Naturally, given the vast quantities of natural gas at Qatar’s disposal, the extraction of crude oil has taken a backseat in terms of total export volumes. However, the activities that are taking place are still significant, and are ably managed by state-run QP, in collaboration with ExxonMobil and Maersk. Qatar is one of the smallest crude exporters in OPEC. The vast majority of Qatari crude comes from just three oil fields. QP is the highest authority on this segment, and was established over 40 years ago in 1974. Across its various aforementioned subsidiaries, it controls the domestic and overseas production and exploration of these energy resources and their byproducts.

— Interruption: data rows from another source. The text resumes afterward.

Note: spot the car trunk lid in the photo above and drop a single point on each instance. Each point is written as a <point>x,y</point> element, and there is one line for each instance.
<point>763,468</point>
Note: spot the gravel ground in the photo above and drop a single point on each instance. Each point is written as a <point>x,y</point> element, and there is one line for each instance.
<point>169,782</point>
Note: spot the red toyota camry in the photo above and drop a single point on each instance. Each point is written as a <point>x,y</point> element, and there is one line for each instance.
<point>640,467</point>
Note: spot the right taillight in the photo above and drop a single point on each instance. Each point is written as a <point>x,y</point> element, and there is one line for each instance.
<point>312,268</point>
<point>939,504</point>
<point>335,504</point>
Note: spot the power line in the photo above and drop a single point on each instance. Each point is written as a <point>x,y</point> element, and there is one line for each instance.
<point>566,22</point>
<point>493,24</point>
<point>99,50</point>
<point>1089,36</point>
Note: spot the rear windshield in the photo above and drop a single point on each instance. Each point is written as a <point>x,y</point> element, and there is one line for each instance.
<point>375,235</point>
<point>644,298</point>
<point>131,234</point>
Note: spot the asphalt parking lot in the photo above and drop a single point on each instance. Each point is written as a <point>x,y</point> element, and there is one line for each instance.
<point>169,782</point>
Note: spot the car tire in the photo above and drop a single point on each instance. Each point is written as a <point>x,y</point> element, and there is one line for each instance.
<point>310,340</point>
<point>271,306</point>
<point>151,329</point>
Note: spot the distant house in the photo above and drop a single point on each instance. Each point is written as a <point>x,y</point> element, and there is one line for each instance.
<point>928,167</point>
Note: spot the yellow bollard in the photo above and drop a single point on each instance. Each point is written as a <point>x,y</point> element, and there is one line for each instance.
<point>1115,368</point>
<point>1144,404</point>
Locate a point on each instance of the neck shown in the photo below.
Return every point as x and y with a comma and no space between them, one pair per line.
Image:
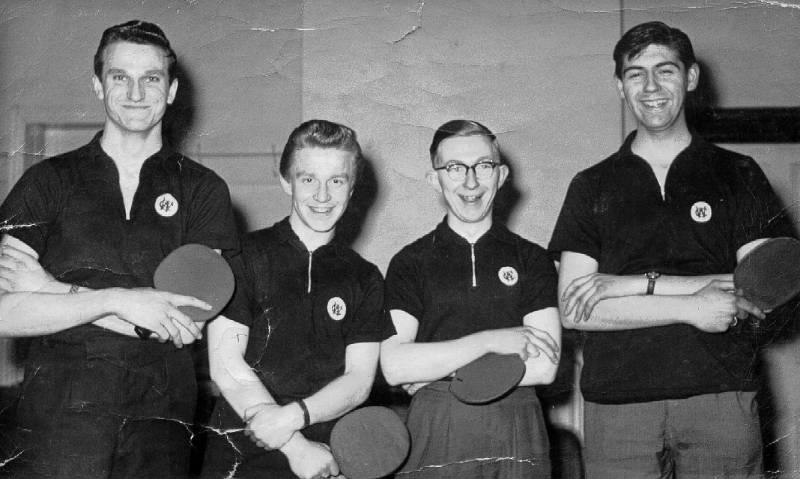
130,150
311,239
661,148
470,231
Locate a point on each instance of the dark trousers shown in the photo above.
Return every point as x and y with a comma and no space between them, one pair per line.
106,409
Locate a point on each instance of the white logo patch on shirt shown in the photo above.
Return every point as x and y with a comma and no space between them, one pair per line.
166,205
701,212
508,275
336,308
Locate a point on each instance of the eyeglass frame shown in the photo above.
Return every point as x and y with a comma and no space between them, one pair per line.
473,167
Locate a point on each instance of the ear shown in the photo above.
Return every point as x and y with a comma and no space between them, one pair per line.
173,90
286,186
433,179
692,77
97,86
620,88
502,175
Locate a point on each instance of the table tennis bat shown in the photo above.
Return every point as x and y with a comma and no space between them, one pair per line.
769,275
194,270
369,443
487,378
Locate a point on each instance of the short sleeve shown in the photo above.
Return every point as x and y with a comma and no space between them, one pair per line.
211,221
403,288
759,212
369,323
31,208
575,228
541,282
238,309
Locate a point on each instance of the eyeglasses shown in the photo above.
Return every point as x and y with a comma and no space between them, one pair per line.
458,171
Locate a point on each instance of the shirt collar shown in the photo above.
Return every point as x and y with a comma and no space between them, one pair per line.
497,231
287,235
626,154
165,156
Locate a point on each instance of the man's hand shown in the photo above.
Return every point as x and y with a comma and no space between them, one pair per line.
525,341
584,292
157,311
21,272
718,307
309,459
271,426
412,388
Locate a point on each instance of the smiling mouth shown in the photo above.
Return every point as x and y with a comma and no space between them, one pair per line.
321,209
654,104
471,198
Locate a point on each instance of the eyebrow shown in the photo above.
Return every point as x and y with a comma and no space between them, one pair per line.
657,65
158,71
482,158
300,173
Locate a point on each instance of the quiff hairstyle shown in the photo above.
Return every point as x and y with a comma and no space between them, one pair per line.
135,31
320,134
462,128
635,40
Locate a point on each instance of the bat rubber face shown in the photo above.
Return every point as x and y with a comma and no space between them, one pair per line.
769,275
199,271
487,378
369,443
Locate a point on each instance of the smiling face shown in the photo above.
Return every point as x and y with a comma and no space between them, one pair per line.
134,87
469,201
320,182
654,84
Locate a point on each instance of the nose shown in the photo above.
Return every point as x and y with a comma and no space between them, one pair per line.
651,84
471,178
135,91
322,195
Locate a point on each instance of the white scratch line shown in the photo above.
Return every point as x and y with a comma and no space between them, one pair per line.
274,30
3,464
779,4
468,461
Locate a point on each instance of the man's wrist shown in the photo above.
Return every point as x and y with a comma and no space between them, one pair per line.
651,277
303,417
294,444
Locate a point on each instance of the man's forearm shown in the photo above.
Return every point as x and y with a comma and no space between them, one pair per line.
110,322
682,285
411,362
636,312
37,313
338,397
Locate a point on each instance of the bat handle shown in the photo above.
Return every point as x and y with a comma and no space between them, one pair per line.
143,333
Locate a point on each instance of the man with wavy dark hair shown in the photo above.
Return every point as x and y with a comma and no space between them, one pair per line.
77,270
647,241
298,345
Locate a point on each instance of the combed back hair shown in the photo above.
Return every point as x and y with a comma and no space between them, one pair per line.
320,134
135,31
635,40
462,128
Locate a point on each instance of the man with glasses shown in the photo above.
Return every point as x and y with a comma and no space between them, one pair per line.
468,288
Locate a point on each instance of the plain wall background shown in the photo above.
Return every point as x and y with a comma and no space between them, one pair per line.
537,73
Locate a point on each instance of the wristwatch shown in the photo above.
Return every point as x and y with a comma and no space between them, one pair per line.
651,276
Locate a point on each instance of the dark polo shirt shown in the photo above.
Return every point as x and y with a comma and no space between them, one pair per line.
715,201
69,209
303,309
455,288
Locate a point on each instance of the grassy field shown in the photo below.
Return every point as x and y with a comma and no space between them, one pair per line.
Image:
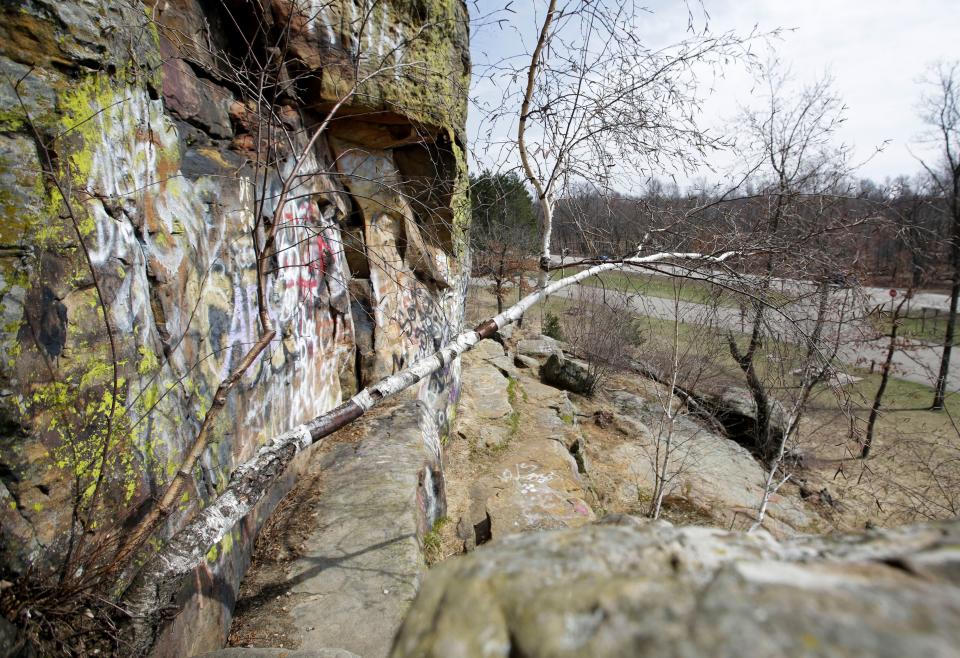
655,286
913,473
931,330
687,290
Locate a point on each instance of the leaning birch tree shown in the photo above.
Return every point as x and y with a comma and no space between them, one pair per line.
600,106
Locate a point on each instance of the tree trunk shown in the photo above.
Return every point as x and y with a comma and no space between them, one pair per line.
948,339
884,378
153,589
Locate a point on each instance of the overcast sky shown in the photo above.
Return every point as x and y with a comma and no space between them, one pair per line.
876,51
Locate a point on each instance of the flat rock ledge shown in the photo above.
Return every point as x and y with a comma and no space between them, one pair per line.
626,587
348,591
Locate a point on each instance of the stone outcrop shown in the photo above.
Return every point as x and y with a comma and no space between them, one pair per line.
569,374
708,471
358,560
131,196
512,463
628,588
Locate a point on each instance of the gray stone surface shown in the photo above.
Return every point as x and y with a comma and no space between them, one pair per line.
630,588
239,652
363,563
569,374
711,472
538,348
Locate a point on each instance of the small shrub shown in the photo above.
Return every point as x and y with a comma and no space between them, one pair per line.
551,326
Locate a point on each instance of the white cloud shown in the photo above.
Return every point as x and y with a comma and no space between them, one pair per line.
876,50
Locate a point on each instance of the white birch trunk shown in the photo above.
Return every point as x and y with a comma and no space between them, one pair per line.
159,579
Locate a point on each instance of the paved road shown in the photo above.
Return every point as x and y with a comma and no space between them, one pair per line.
917,363
874,295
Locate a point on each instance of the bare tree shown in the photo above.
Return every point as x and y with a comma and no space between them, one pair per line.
940,108
597,103
885,371
801,175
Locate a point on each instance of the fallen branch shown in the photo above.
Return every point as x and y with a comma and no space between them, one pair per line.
158,580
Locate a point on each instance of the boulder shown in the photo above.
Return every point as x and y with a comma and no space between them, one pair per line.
735,408
634,588
714,474
538,348
569,374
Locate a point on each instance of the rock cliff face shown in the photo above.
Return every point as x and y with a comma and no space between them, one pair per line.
143,147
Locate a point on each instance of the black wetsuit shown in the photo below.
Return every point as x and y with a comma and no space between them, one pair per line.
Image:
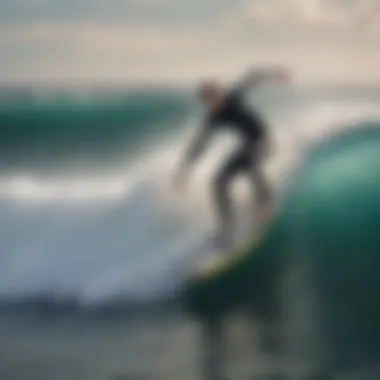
252,131
246,123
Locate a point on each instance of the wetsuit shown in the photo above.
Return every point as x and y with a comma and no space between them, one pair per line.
253,133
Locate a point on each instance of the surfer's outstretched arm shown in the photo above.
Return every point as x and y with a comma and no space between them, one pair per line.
259,77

Qatar’s electricity production demand is rising as the country undertakes significant construction projects, most notably in anticipation of the 2022 FIFA World Cup. Energy demand is climbing in general, but has been met thus far by production from its gas-fired power plants. In the decade prior to 2012 alone, the country’s consumption grew from 8 billion Kwh to 32.7 billion Kwh. Expansion of production capacity is planned in the short term, with the goal of raising the total figure from 8.6GW to 13GW within three years, and in the future the possibilities of incorporating solar energy or linking up with the grids of neighboring countries are also being contemplated.
In sum, prospects for Qatar’s energy sector are positive. Despite the fall in oil prices, and some tightening of government spending in response, the continued demand for LNG represents an advantage that the nation can bank on for a number of years. Meanwhile, the seemingly limitless possibilities of solar energy and renewable sources bode well for the Gulf nation.